Friday, August 24, 2012
An Autumn for Crippled Children - Only the Ocean Knows (2012)
It does help that this is front-loaded with one of their best tracks to date, "Past Tense", in which all of the band's agonizing and attractive aural components collide into an effective emotional barrage. The proggy keys used to intro the piece are immediately fetching, and then they just overwhelm you with baleful, fuzz leaden chords that support a set of blistering, glistening melodies that stretch across the overcast, storming seas implied by the title and cover image. While this piece never really 'lets up', there are others through the track list that feature pianos, clean guitars and more sombre structures, creating a fusion of highs and lows that keep the listener from growing tired of any one particular aesthetic. That said, there are certainly some similarities in the riffs being wrought throughout. The tortured, Burzum-like inflection in the vocals seeks to lie just below the apex of the guitar melodies, but you can still sense the pain, as if this were some eerie amalgamation of Filosofem, the post-rock of Mogwai or Explosions in the Sky, and guitar-drenched 90s shoegazer works like My Bloody Valentine, Slowdive or the (oldest) Catherine Wheel albums.

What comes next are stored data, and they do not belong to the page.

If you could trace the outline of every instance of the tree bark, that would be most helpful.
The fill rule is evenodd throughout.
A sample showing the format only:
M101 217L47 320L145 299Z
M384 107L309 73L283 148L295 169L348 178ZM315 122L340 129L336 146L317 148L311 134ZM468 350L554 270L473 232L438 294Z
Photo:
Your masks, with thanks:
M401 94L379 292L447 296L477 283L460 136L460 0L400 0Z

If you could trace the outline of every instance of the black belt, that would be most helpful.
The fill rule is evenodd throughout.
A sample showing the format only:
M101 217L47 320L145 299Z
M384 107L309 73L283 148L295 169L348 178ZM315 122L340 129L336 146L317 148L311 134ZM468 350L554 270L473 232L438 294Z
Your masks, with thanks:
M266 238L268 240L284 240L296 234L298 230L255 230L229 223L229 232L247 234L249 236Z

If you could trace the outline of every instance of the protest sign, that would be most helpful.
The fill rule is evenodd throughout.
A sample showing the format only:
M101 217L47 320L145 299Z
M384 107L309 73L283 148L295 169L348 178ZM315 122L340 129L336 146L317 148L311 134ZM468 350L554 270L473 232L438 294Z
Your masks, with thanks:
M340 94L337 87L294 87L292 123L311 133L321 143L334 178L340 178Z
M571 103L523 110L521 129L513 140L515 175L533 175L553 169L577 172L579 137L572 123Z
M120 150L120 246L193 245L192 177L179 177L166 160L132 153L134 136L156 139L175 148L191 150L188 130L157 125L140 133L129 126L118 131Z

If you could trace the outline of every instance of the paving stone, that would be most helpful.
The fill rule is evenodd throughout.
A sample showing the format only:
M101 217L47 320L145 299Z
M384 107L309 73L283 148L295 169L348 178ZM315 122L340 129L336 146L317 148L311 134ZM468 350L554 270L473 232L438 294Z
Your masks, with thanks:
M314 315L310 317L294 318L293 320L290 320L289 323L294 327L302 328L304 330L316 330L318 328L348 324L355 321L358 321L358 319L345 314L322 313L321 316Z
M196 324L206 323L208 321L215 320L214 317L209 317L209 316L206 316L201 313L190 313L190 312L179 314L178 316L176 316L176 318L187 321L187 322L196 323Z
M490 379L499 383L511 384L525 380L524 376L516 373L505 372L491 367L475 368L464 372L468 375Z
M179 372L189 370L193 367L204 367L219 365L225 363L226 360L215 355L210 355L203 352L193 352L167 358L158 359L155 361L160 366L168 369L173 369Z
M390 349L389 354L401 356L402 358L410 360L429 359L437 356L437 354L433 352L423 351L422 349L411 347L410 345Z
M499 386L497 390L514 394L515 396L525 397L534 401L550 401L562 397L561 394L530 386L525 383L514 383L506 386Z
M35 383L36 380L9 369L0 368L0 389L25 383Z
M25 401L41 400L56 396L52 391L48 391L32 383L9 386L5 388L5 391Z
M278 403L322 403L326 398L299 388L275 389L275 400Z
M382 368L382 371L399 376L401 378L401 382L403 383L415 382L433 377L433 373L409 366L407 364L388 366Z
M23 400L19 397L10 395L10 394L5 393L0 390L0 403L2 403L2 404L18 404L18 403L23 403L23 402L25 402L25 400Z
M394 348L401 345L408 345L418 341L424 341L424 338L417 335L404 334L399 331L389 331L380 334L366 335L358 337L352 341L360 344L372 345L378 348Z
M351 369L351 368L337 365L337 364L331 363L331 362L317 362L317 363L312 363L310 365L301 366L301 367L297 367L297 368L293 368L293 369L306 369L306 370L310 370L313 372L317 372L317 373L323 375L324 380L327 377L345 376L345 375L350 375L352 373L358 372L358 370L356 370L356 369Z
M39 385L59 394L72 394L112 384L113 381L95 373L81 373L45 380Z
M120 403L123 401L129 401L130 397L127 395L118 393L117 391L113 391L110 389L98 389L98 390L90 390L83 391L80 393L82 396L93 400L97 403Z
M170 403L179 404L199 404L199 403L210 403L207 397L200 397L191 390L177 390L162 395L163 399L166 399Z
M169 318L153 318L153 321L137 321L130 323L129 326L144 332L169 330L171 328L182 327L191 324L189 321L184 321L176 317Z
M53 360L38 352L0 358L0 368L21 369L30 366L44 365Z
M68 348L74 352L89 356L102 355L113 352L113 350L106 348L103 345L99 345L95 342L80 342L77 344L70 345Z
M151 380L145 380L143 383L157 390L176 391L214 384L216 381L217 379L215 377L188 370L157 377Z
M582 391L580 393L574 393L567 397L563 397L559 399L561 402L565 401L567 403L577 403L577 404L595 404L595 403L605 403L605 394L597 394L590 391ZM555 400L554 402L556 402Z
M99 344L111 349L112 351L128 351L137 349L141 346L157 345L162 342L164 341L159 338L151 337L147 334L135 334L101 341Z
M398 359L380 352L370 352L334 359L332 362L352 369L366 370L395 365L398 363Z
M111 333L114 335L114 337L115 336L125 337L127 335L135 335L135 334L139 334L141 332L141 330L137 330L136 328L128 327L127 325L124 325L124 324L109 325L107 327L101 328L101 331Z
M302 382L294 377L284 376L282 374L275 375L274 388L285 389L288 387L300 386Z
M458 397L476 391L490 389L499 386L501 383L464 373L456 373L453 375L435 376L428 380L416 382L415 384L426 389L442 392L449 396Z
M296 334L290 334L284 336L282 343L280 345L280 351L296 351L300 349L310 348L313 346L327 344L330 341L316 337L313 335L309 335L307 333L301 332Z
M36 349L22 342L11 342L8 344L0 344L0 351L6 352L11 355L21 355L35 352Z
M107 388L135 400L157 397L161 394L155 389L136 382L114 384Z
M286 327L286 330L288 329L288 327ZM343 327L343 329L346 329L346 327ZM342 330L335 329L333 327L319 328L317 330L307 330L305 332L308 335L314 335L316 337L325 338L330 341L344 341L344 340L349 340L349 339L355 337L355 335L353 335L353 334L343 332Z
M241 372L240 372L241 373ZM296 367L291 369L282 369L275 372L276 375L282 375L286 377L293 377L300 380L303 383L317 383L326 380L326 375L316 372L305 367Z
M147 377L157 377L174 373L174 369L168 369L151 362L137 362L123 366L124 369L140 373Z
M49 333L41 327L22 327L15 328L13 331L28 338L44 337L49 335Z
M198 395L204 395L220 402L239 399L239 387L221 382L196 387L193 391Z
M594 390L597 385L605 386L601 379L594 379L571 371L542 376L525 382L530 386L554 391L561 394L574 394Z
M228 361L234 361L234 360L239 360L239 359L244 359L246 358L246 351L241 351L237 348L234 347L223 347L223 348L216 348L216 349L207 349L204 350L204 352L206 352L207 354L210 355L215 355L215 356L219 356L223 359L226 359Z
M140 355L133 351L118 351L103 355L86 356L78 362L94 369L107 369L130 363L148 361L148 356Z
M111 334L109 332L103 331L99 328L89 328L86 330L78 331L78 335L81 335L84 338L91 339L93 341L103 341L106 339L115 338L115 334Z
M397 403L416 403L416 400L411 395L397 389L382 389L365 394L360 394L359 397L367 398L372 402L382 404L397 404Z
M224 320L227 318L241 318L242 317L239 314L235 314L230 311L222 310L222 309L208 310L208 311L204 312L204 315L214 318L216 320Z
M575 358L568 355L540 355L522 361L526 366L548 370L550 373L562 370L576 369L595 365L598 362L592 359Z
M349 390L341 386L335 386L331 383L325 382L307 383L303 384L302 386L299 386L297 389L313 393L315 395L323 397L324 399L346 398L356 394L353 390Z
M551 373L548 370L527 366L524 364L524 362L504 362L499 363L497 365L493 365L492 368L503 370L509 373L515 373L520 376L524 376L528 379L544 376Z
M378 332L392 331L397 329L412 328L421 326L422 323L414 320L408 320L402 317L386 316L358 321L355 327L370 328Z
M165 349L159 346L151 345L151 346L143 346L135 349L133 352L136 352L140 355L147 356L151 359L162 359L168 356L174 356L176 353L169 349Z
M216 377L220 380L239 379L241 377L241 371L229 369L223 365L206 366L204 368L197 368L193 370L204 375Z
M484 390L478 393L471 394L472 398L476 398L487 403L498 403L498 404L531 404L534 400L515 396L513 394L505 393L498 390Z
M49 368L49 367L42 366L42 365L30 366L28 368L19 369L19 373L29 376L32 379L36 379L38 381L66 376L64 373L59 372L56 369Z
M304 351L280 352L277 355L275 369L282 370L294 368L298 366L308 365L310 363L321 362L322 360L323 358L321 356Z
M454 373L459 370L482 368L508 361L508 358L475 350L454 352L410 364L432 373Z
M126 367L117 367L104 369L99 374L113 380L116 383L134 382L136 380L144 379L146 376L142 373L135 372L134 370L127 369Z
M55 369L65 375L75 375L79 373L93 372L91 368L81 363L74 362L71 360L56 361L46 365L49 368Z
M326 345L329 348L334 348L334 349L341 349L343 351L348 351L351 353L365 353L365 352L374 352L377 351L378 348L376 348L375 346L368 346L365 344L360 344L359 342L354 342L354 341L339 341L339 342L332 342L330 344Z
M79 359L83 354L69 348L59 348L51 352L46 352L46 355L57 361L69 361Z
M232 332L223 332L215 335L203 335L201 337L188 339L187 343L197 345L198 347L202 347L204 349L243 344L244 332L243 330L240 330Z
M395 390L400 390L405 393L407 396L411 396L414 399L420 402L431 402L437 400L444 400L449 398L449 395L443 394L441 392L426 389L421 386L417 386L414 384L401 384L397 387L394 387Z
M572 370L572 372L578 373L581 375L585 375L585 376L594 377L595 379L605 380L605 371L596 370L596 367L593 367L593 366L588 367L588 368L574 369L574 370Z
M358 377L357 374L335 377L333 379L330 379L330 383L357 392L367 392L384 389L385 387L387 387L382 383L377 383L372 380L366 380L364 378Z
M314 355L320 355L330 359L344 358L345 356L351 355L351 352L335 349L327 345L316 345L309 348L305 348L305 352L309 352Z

I should state that this is 100% mood music, fit for musing on one's presumed nothingness in contrast to the broader world beyond the self. Seeing that I live a mere 100 yards from the Atlantic Ocean, I found it to provide a worthwhile accompaniment for a sober, evening stroll. It's not party music, so the likelihood of you making a connection during the screaming of your apple sauce-starved offspring, a Superbowl gathering, or in the presence of bass-blasted urban ghetto gangsta neighborhood pollution is about nil. Not all of the riff patterns here are all that innovative or unpredictable, and stylistically it's not a major step above Everything, but the band has really fleshed out its sound here, and the overall flow of the album feels more consistent and compelling than anything they've previously released. I enjoyed this, and in lieu of our collective loss of bands like Lifelover and Apati, this really helps fill a niche, whether your tastes run from ColdWorld, to the sadder recordings of Benighted in Sodom, or to almost any of the more accessible blackgaze acts.